I’ve started using the resource limitation features of NGINX, mostly the rate limiting features but also the connection limiting features. What really struck me was that the documentation explained that the author of NGINX, Igor Sysoev, took the trouble to support hashing the remote ip in binary form, to conserve memory.
I feel this is exemplary of how and why NGINX rocks. I’ve heard about how NGINX can handle tens of thousands of connections kept alive and barely make an impact on memory usage, but the story didn’t hit home for me until I read about the storage of the remove ip address in binary form. That is awesome.
It definitely puts things in perspective for me. Whereas I’d come to learn about web servers as application servers, NGINX is really an incredibly powerful application level router, with a honkin’ web server built-in.

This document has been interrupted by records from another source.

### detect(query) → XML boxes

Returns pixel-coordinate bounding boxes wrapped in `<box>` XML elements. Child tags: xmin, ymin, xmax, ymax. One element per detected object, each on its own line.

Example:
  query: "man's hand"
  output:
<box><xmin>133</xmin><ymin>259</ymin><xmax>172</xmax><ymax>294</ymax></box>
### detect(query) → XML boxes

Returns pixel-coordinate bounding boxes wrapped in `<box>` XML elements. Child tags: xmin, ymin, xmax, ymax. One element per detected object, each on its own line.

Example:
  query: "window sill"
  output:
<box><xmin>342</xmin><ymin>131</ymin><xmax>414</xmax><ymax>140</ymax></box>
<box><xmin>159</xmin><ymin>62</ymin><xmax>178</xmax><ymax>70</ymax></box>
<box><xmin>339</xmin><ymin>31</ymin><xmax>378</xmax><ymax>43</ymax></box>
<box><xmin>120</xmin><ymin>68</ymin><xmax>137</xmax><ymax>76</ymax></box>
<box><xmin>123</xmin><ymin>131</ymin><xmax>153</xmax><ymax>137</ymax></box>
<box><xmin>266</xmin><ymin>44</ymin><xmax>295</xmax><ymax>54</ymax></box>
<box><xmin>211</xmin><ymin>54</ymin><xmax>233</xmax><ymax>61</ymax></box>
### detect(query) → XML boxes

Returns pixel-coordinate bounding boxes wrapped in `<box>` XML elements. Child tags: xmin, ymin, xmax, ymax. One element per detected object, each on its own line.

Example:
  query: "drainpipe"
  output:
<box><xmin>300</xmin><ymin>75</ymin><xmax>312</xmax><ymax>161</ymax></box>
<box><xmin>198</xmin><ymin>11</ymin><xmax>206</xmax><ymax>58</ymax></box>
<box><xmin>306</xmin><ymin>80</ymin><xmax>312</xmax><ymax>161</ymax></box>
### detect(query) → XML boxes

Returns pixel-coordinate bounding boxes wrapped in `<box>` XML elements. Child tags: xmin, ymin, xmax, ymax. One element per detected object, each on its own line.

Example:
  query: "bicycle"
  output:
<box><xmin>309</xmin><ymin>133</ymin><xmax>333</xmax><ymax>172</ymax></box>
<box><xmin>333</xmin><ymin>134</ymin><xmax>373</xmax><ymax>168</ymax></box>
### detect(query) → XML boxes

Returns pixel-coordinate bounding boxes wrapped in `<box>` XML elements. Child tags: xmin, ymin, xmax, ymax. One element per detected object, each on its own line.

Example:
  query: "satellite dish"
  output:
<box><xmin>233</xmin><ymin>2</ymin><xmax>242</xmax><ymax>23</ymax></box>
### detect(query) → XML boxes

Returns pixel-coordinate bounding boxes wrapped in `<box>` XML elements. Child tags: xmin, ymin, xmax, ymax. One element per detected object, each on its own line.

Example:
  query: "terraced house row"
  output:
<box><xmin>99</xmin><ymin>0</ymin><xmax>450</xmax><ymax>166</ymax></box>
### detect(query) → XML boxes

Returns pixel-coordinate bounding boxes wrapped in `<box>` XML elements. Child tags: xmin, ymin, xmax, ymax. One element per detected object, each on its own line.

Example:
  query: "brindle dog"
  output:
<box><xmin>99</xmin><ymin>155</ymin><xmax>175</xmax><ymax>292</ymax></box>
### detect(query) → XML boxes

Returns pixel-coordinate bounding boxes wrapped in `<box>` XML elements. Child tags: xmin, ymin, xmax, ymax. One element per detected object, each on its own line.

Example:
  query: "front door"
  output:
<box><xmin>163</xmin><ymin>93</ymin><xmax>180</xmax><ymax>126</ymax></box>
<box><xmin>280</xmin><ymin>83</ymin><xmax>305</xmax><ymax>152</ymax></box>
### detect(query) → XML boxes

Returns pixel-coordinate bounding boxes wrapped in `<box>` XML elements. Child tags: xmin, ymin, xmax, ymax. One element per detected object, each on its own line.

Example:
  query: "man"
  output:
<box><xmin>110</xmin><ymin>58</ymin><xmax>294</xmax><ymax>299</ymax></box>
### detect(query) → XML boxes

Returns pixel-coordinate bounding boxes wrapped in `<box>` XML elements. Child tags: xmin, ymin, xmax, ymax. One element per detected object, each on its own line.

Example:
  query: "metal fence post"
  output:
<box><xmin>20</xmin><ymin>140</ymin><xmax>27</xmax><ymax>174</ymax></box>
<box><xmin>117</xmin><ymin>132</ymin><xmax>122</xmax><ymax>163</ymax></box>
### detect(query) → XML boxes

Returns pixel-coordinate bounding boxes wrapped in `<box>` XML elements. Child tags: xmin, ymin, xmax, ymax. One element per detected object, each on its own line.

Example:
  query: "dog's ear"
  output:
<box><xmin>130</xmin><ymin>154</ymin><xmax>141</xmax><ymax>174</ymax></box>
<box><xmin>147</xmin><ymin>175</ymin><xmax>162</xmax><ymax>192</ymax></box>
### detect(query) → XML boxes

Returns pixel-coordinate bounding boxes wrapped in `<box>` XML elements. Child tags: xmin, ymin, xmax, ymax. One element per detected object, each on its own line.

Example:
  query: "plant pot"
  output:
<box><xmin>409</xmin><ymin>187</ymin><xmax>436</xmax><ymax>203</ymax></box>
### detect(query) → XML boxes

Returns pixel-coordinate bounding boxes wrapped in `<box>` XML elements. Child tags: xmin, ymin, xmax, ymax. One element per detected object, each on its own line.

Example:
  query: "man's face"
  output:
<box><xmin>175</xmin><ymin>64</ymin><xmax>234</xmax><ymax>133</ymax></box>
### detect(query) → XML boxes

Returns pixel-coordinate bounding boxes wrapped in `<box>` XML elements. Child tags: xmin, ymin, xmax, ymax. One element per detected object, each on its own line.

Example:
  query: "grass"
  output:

And its impressive how the feature set really supports its strengths. I started using NGINX because it has rocking proxy capabilities. Then I read up on its FastCGI handling - impressive, but I prefer Apache and mod_fcgid. Then I read up on its handling of kept alive connections - whoa, now we’re on another level. Then I read up on its capabilities of limiting resources based on connection and remote ip - this is “carrier grade” software. I don’t use that term loosely! :-)
Other great things about NGINX:
- It serves so well, all it needs is last-modified!
- It so efficient that is can run on minimalist machines with impressive performance.
- It has some really cool, and well thought out modules: XSLT, image filtering, precompression content negotiation, and even WebDAV.
Nice work, Igor! You’ve done a great job with this project. Such a good job that I feel its really going to flourish throughout its lifetime. Bravo!